John Kerry defrosts another corpse for a carb-free snack
Let me start this diatribe of truth by reminding our readers that John Kerry is in fact a robot, an integral aspect of my story. The topic of this article is especially important in the aftermath of the Swift Boat Veterans for Truth ad campaign, as Republicans now distance themselves and parry any topic other than September 11th. Since for some reason Senator John Kerry is afraid to stand up for himself tell the truth about his service in Vietnam, I've decided to take matters into my own metal hands. For the past month I've heard nothing but lies and innuendo, some of it sexual innuendo, regarding Kerry's service in Vietnam. As President Bush and his trust fund, coked up corporate lackies continue to defame Kerry's destructive and intensely murderous service in Vietnam, I have grown both sick and tired of this tomfoolery. So what is that makes me most mad about this smear campaign? Is that what you just asked me you fucking little punk? Well, let me tell you.

Amstel Light: The cocky asshole's light beer
I know for a fact that John Kerry did not rightfully win any of his Purple Hearts, and I know this because John Kerry is an indestructible robot, and therefore cannot be injured. In Vietnam, Kerry burnt down entire villages whenever he got bored, stabbed children in their eyes, and raped over two thousand Vietnamese women, producing two hundred and seventeen illegitimate half human, half robot children.

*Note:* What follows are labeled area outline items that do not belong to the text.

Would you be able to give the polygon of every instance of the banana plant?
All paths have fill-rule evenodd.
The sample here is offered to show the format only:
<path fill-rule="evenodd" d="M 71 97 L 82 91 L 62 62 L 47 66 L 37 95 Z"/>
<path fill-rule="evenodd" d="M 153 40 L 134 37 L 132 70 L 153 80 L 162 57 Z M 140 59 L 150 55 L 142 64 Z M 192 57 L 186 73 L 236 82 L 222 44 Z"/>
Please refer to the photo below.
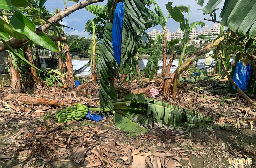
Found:
<path fill-rule="evenodd" d="M 24 91 L 24 88 L 27 86 L 26 85 L 28 83 L 21 79 L 21 77 L 27 73 L 25 71 L 27 69 L 23 68 L 24 63 L 30 67 L 30 74 L 33 79 L 31 81 L 36 84 L 38 81 L 36 71 L 40 70 L 35 66 L 34 63 L 31 49 L 33 46 L 32 44 L 36 44 L 54 51 L 56 51 L 57 48 L 46 34 L 35 32 L 36 26 L 46 23 L 52 14 L 50 13 L 43 5 L 39 6 L 39 1 L 30 0 L 28 2 L 26 0 L 22 0 L 18 1 L 3 1 L 0 2 L 0 8 L 3 9 L 0 15 L 4 19 L 0 19 L 0 39 L 9 50 L 11 56 L 9 59 L 10 71 L 13 82 L 11 83 L 11 90 L 14 92 Z M 12 38 L 23 39 L 25 40 L 29 39 L 30 42 L 27 44 L 27 44 L 23 49 L 14 49 L 13 46 L 11 46 L 6 42 Z M 27 54 L 24 55 L 24 53 L 25 53 Z M 25 58 L 26 56 L 28 60 Z"/>
<path fill-rule="evenodd" d="M 150 6 L 152 6 L 153 9 L 156 14 L 156 16 L 154 13 L 151 13 L 151 18 L 153 21 L 155 23 L 158 23 L 163 28 L 163 32 L 161 34 L 164 34 L 163 38 L 163 68 L 161 74 L 163 75 L 166 70 L 166 60 L 167 59 L 167 32 L 166 30 L 166 24 L 168 18 L 171 17 L 169 14 L 165 17 L 164 15 L 162 9 L 155 0 L 150 0 Z M 176 7 L 182 12 L 188 13 L 189 9 L 187 7 L 180 5 Z"/>
<path fill-rule="evenodd" d="M 116 128 L 128 133 L 130 136 L 149 132 L 153 128 L 163 127 L 171 130 L 185 129 L 188 132 L 189 129 L 198 127 L 201 134 L 213 129 L 241 132 L 239 129 L 230 125 L 215 124 L 212 114 L 198 112 L 176 106 L 169 102 L 149 99 L 144 94 L 130 94 L 112 103 L 112 110 L 101 108 L 89 109 L 103 111 L 108 115 L 113 114 L 113 122 Z"/>
<path fill-rule="evenodd" d="M 193 40 L 198 37 L 193 38 L 190 40 L 188 40 L 189 37 L 189 33 L 193 28 L 196 28 L 196 26 L 199 26 L 202 27 L 204 26 L 205 24 L 203 22 L 197 21 L 191 23 L 190 25 L 189 24 L 189 18 L 190 14 L 190 7 L 188 5 L 188 17 L 187 18 L 185 18 L 184 15 L 182 14 L 181 11 L 177 7 L 174 7 L 172 6 L 172 2 L 168 2 L 168 4 L 166 5 L 166 7 L 167 10 L 169 12 L 171 17 L 175 21 L 180 24 L 180 29 L 184 32 L 184 34 L 181 39 L 176 39 L 168 42 L 168 46 L 171 50 L 173 50 L 172 46 L 180 42 L 181 42 L 182 45 L 183 49 L 181 52 L 180 58 L 178 62 L 178 66 L 174 79 L 173 79 L 173 87 L 171 91 L 171 95 L 174 96 L 176 94 L 177 89 L 177 87 L 179 81 L 179 77 L 181 73 L 181 67 L 182 67 L 182 63 L 183 61 L 183 58 L 184 58 L 186 54 L 186 49 L 188 45 Z M 201 36 L 200 37 L 201 37 Z M 199 37 L 199 36 L 198 36 Z M 201 37 L 201 38 L 202 38 Z"/>
<path fill-rule="evenodd" d="M 152 39 L 149 40 L 151 50 L 150 51 L 150 56 L 143 72 L 144 74 L 145 73 L 149 74 L 149 79 L 152 79 L 154 75 L 157 74 L 158 60 L 163 54 L 162 46 L 163 36 L 162 35 L 157 34 L 154 41 Z"/>
<path fill-rule="evenodd" d="M 89 63 L 91 64 L 91 77 L 94 83 L 96 83 L 98 65 L 100 63 L 100 53 L 97 46 L 97 44 L 100 41 L 97 41 L 96 39 L 98 40 L 101 39 L 101 36 L 99 35 L 100 33 L 98 32 L 102 32 L 100 30 L 102 26 L 97 24 L 99 22 L 98 19 L 99 18 L 97 17 L 93 20 L 88 20 L 86 24 L 85 29 L 85 30 L 89 32 L 92 36 L 91 38 L 86 38 L 92 40 L 92 43 L 90 45 L 88 50 L 88 56 L 89 57 Z M 100 26 L 100 27 L 99 27 L 99 26 Z M 96 31 L 97 31 L 97 33 Z M 99 35 L 99 37 L 96 37 L 96 34 Z"/>
<path fill-rule="evenodd" d="M 205 14 L 211 14 L 222 0 L 196 1 L 201 6 L 207 2 L 202 10 Z M 253 37 L 256 35 L 255 7 L 256 1 L 253 0 L 225 1 L 220 15 L 222 18 L 220 24 L 234 32 Z"/>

Kerry enjoyed his tours in Vietnam so much in fact, that he often goes back there in order to kill, pillage and rape to this very day. He even manages to squeeze painful smiles out of his long, wrinkled fake-skin face while razing villages. He didn’t deserve any of the Purple Hearts because he was never injured in combat, or anywhere else. But at the time, bot Kerry was smart, and thinking of his future. When he returned from combat, he denounced his behavior overseas, and demanded that he be given three Purple Hearts to legitimize his time as an American soldier. The Army obliged, and there you have it: the truth. So all the President's men can go back to doing cocaine and telling people exaggerated, self-aggrandizing stories of their past while grinding their teeth, smoking Marlboro Reds and sipping dirty martinis and Amstel Lights with prostitutes.